PRECAUTIONS: The safety and effectiveness of the LAL+ has not been substantiated in clinical trials. The effects of the LAL+ optical design on the quality of vision, contrast sensitivity, and subjective visual disturbances (glare, halo, etc.) have not been evaluated clinically. Surgeons must weigh the potential benefits of the modified optical design of the LAL+ against the potential for risks associated with degradation in vision quality and the lack of clinical data to characterize the impact of the LAL+ optical design on contrast sensitivity and subjective visual disturbance. These considerations may be especially relevant to patients with certain pre-existing ocular conditions (prior corneal refractive surgery, irregular corneal astigmatism, severe corneal dystrophy, macular disease, or optic nerve atrophy, etc.) or intraoperative conditions (posterior capsular rupture, complications in which the IOL stability could be compromised, inability to place IOL in capsular bag, etc.). The long-term effect on vision due to exposure to UV light that causes erythropsia (after LDD treatment) has not been determined. The implanted LAL+ MUST undergo a minimum of 2 LDD treatments (1 adjustment procedure plus 1 lock-in treatment) beginning at least 17-21 days post-implantation. All clinical study outcomes were obtained using LDD power adjustments targeted to emmetropia post-LDD treatments. The safety and performance of targeting to myopic or hyperopic outcomes have not been evaluated. The safety and effectiveness of the LAL+ and LDD have not been substantiated in patients with preexisting ocular conditions and intraoperative complications.
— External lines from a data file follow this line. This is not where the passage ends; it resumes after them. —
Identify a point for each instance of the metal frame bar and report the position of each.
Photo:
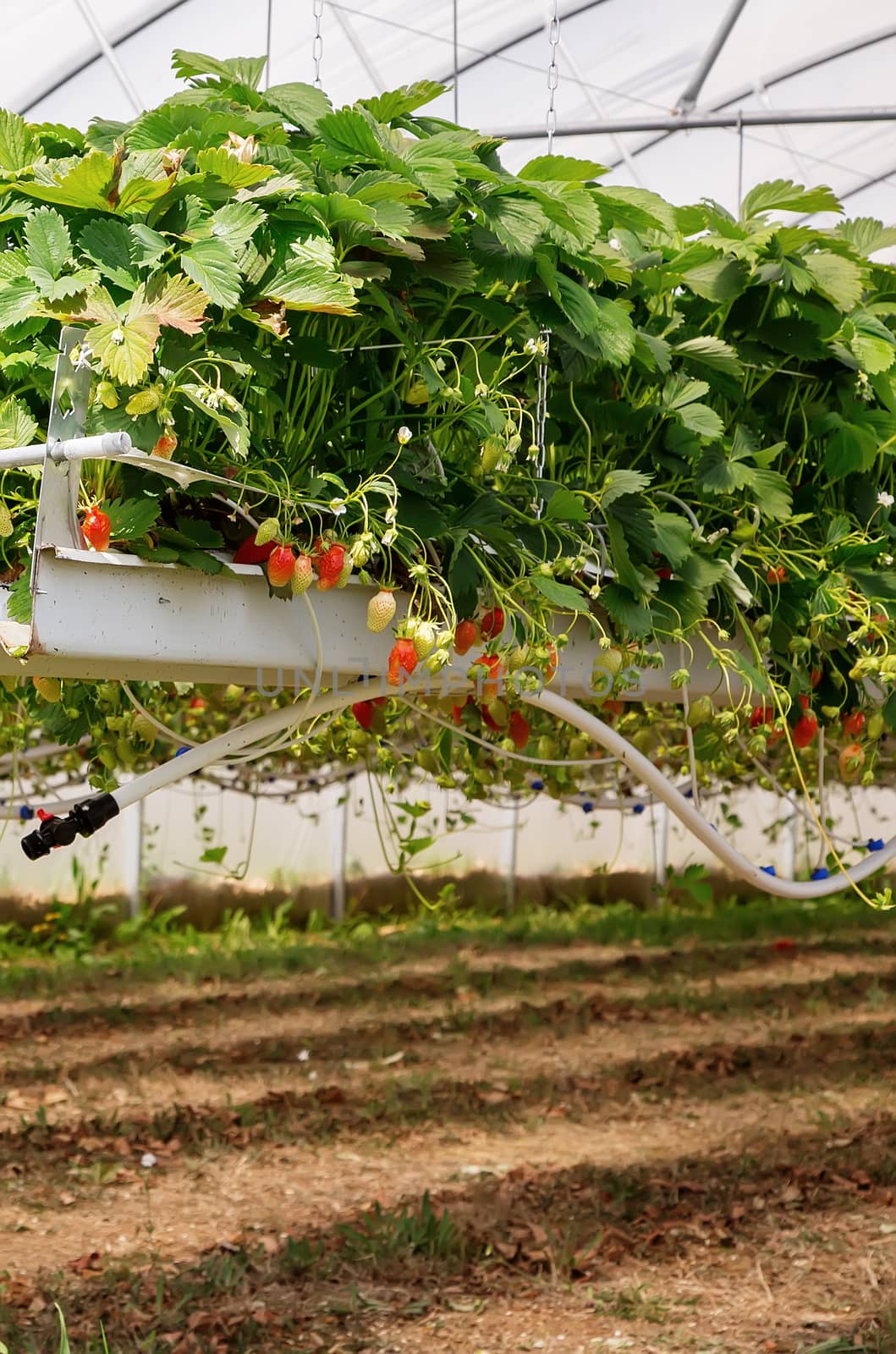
(703, 121)
(696, 83)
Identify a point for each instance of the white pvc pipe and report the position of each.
(693, 821)
(217, 749)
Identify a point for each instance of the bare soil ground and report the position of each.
(569, 1148)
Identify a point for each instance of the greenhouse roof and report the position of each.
(622, 63)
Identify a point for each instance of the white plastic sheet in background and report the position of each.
(295, 843)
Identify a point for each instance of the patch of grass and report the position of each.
(631, 1304)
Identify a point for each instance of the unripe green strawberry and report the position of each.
(145, 729)
(142, 403)
(47, 687)
(268, 530)
(493, 450)
(302, 575)
(381, 611)
(424, 640)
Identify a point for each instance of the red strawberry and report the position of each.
(519, 730)
(490, 684)
(329, 566)
(250, 554)
(363, 711)
(805, 730)
(466, 636)
(97, 528)
(492, 623)
(280, 565)
(855, 724)
(402, 658)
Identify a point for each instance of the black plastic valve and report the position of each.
(83, 821)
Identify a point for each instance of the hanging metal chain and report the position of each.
(317, 47)
(554, 72)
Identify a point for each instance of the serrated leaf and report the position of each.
(111, 245)
(248, 71)
(623, 482)
(701, 420)
(559, 595)
(625, 611)
(212, 266)
(234, 173)
(563, 505)
(717, 279)
(18, 301)
(16, 426)
(131, 518)
(785, 195)
(837, 278)
(83, 186)
(304, 286)
(178, 302)
(300, 105)
(711, 352)
(561, 169)
(517, 223)
(19, 146)
(236, 223)
(49, 244)
(674, 535)
(397, 103)
(866, 234)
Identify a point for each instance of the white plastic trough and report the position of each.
(117, 616)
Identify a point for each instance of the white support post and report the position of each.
(133, 848)
(659, 830)
(791, 844)
(512, 839)
(340, 846)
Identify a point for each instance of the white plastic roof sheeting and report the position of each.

Patients must be instructed to wear the RxSight-specified UV protective eyewear during all waking hours after LAL+ implantation until 24 hours post final lock-in treatment. Unprotected exposure to UV light during this period can result in unpredictable changes to the LAL+, causing aberrated optics and blurred vision, which might necessitate explantation of the LAL+. When performing refraction in patients implanted with the LAL+, confirmation of refraction with maximum plus manifest refraction technique is recommended. 

ADVERSE EVENTS: The most common adverse events (AEs) reported in the randomized pivotal trial of the parent LAL included cystoid macular edema (3 eyes, 0.7%), hypopyon (1 eye, 0.2%), and endophthalmitis (1 eye, 0.2%). The rates of AEs did not exceed the rates in the ISO historical control except for the category of secondary surgical interventions (SSI); 1.7% of eyes (7/410) in the LAL group had an SSI (p < .05). AEs related to the UV light from the LDD include phototoxic retinal damage causing temporary loss of best spectacle corrected visual acuity (1 eye, 0.2%), persistent induced tritan color vision anomaly (2 eyes, 0.5%), persistent induced erythropsia (1 eye, 0.3%), reactivation of ocular herpes simplex Infection (1 eye, 0.3%), and persistent unanticipated significant increase in manifest refraction error (≥ 1.0 D cylinder or MRSE) (5 eyes, 1.3%). 

CAUTION: Federal law restricts this device to sale by or on the order of a physician. Please see the Professional Use Information document for a complete list of contraindications, warnings, precautions, and adverse events.